Steve Noll
Deborah Hearst and Peggy Rosin.
It’s Christmas time, with lights-a-twinkling, music-a-playing, mothers-a-nagging and eyes-a-rolling. At least, that’s how the Wyeths are spending their Christmas Eve in the opening scene of Other Desert Cities.
Madison Theatre Guild’s rendition of Jon Robin Baitz’s Broadway play, onstage at the Bartell through Nov. 23, gives the impression that it’s one of the many family-focused holiday comedies. But as the plot inches slowly but surely toward the climax, it becomes clear that this play’s message is no laughing matter.

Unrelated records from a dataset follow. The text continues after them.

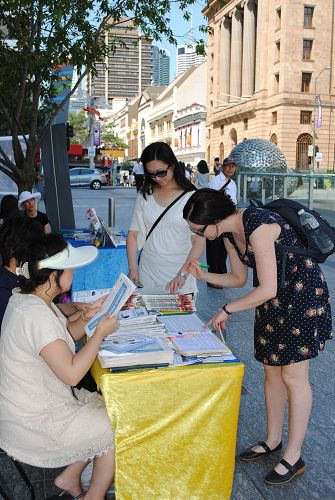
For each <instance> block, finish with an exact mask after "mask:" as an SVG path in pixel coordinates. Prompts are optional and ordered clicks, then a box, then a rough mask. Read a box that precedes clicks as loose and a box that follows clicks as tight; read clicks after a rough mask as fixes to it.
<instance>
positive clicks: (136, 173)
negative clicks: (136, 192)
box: [133, 158, 144, 192]
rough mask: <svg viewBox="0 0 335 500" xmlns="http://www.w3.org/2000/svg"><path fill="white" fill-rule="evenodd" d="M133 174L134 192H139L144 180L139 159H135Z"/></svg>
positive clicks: (133, 168)
mask: <svg viewBox="0 0 335 500" xmlns="http://www.w3.org/2000/svg"><path fill="white" fill-rule="evenodd" d="M133 174H134V176H135V183H136V191H137V192H139V190H140V189H141V187H142V185H143V180H144V169H143V164H142V162H141V161H140V159H139V158H137V159H136V161H135V163H134V167H133Z"/></svg>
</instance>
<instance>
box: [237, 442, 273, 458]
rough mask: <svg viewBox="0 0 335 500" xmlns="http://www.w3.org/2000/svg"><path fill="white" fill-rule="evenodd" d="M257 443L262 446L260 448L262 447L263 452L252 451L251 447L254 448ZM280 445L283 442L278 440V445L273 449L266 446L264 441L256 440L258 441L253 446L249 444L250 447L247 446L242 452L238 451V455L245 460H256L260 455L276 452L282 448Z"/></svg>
mask: <svg viewBox="0 0 335 500" xmlns="http://www.w3.org/2000/svg"><path fill="white" fill-rule="evenodd" d="M257 445H258V446H262V448H264V450H265V453H262V452H259V451H254V450H253V448H255V446H257ZM282 447H283V444H282V442H281V441H280V443H279V445H278V446H276V447H275V448H274V449H273V450H270V448H269V447H268V445H267V444H266V443H265V442H264V441H258V443H257V444H255V445H254V446H251V447H250V448H247V449H246V450H244V451H242V453H240V455H239V457H240V459H241V460H245V461H248V460H258V459H260V458H262V457H266V456H267V455H270V454H271V453H276V452H277V451H280V450H281V449H282Z"/></svg>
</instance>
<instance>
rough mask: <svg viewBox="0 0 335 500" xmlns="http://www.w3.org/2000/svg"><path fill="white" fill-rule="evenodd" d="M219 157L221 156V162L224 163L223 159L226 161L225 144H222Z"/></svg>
mask: <svg viewBox="0 0 335 500" xmlns="http://www.w3.org/2000/svg"><path fill="white" fill-rule="evenodd" d="M219 156H220V160H221V161H223V159H224V144H223V142H221V143H220V154H219Z"/></svg>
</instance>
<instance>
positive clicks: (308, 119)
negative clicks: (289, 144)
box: [300, 111, 312, 125]
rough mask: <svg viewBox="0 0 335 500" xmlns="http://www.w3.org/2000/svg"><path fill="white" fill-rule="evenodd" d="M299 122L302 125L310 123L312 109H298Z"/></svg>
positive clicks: (310, 119)
mask: <svg viewBox="0 0 335 500" xmlns="http://www.w3.org/2000/svg"><path fill="white" fill-rule="evenodd" d="M300 123H301V124H303V125H307V124H308V123H312V111H300Z"/></svg>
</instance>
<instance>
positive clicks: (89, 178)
mask: <svg viewBox="0 0 335 500" xmlns="http://www.w3.org/2000/svg"><path fill="white" fill-rule="evenodd" d="M69 172H70V184H71V186H89V187H90V188H91V189H100V188H101V186H102V185H106V184H107V177H106V175H105V174H102V173H101V172H99V170H97V169H95V168H85V167H76V168H71V169H70V171H69Z"/></svg>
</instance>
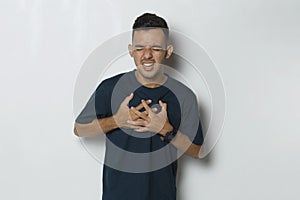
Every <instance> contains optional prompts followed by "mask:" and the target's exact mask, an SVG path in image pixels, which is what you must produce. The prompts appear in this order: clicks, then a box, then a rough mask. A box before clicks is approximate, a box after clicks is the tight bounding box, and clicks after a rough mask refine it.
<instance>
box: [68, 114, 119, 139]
mask: <svg viewBox="0 0 300 200" xmlns="http://www.w3.org/2000/svg"><path fill="white" fill-rule="evenodd" d="M116 128H119V126H118V125H117V123H116V121H115V120H114V117H113V116H111V117H107V118H102V119H94V120H93V121H92V122H91V123H88V124H80V123H75V125H74V134H75V135H77V136H79V137H87V136H96V135H100V134H105V133H107V132H109V131H111V130H114V129H116Z"/></svg>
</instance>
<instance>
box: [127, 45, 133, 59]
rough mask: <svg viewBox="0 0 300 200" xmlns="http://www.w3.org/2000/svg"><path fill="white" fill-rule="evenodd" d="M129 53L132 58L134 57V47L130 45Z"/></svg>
mask: <svg viewBox="0 0 300 200" xmlns="http://www.w3.org/2000/svg"><path fill="white" fill-rule="evenodd" d="M128 51H129V54H130V56H131V57H133V50H132V45H131V44H128Z"/></svg>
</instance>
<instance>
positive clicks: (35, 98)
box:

Brooke Wyeth (Deborah Hearst) is a highly successful travel writer from New York City who flies home to Southern California’s Palm Springs in 2004, visiting her family for the holidays in the wake of her recent divorce and the country’s war on Iraq. Left-leaning Brooke comes from a Jewish and devoutly Republican family, save for her politically neutral brother, Trip (Michael Delaney White), who is constantly trying to keep the peace whenever Brooke makes a crack about “weapons of mass destruction” or her parents’ “fascist country club.”
But even in brief moments of peace — as Brook’s mother Polly (Judy Kimball), father Lyman (Joel Davidson) and recovering-alcoholic-aunt Silda (Peggy Rosin) reminisce about their careers as Hollywood actors — there are hints of tension and very real pain whenever Brooke tries to bring up her older brother, whose absence seems to haunt the family like a poltergeist carrying an unspeakable secret.

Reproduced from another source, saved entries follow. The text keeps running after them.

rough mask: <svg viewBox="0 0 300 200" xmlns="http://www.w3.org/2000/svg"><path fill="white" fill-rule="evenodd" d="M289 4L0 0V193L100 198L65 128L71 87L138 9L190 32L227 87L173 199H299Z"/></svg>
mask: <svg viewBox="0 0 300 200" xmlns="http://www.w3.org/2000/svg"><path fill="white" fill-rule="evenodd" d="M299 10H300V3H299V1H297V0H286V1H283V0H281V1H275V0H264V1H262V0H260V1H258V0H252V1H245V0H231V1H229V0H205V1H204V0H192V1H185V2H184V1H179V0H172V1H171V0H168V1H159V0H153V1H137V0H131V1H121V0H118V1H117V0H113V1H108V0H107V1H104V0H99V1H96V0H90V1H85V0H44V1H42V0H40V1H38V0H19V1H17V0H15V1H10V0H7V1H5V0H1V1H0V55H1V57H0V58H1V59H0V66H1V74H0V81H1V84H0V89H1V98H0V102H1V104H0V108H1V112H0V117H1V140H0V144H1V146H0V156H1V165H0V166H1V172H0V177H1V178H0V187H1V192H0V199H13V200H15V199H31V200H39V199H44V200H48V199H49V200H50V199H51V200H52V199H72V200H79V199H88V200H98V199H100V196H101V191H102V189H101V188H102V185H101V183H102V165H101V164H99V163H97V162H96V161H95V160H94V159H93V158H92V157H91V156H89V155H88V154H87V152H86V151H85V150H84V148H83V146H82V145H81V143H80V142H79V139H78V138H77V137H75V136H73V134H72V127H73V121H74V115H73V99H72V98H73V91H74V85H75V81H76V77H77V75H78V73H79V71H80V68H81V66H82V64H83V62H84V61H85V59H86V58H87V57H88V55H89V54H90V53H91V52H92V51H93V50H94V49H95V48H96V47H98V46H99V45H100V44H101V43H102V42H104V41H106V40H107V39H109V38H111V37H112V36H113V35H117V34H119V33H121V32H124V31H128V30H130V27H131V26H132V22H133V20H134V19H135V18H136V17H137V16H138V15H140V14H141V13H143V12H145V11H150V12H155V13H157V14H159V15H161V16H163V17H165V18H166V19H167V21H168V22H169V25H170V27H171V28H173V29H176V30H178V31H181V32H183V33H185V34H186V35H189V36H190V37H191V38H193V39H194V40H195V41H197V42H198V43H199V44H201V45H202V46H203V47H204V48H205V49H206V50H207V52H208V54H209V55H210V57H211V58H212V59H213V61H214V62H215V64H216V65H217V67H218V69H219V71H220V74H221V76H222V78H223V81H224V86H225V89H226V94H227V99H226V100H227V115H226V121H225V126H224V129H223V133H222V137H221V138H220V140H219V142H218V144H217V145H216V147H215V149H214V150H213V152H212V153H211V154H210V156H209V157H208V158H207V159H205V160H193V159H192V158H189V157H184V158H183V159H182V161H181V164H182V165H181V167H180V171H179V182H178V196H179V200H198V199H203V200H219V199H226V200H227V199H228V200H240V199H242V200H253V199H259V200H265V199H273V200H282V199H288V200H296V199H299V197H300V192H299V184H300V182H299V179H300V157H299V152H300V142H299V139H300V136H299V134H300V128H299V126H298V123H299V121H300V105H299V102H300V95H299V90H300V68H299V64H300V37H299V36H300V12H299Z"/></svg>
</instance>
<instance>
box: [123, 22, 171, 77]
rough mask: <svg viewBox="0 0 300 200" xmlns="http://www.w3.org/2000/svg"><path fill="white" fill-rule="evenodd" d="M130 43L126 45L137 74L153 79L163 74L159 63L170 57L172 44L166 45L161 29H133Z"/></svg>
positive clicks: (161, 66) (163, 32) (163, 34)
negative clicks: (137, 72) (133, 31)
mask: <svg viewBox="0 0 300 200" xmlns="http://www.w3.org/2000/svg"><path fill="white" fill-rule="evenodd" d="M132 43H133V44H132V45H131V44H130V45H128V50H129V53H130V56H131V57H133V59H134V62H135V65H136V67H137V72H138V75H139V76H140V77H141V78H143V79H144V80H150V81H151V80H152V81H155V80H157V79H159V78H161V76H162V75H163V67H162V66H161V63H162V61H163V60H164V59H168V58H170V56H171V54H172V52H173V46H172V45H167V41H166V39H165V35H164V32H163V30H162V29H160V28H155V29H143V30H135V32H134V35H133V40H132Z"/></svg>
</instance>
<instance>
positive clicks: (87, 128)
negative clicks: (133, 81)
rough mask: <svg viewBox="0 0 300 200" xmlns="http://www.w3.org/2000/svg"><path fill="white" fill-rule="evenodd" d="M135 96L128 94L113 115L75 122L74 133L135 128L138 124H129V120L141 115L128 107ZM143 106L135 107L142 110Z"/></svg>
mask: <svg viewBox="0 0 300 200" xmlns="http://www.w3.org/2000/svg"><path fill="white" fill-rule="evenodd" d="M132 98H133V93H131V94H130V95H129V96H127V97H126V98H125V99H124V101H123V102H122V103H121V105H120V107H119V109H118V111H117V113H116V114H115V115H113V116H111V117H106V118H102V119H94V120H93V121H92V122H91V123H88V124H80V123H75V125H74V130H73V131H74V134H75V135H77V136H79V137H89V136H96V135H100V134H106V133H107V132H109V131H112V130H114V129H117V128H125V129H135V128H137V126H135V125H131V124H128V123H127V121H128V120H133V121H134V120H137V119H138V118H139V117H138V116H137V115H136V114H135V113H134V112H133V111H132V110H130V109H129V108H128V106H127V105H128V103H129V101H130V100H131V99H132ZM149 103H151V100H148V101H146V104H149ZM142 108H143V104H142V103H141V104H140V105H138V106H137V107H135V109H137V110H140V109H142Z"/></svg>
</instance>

Conversations really heat up when Brooke reveals plans to publish a memoir, Love and Mercy, which tells the story of Brooke’s battle with manic depression and dark secrets about her parents and older sibling.
Other Desert Cities may mask itself as a dramedy, but it is full of intense, emotional and heartbreaking twists. It unapologetically confronts not only hot-button political topics but also the limits of love and loneliness.
Every actor in this production, directed by Betty Diamond, has dialogue with screeching octaves and lines that cut like a knife. But a special round of applause is due to Hearst, whose frustration and desperation builds up to an emotional explosion in the second act that shakes the walls of the Bartell. No one is holding back in this play, and it makes the tragic story of the Wyeths almost unbearably real.
Brooke’s book holds the secret to the play’s overarching question: Do we face life’s trials head on by revisiting the terrors of the past, no matter how heated or unpleasant? Or do we live in ignorance and bliss, steering the wheel toward that easier exit to “Other Desert Cities”?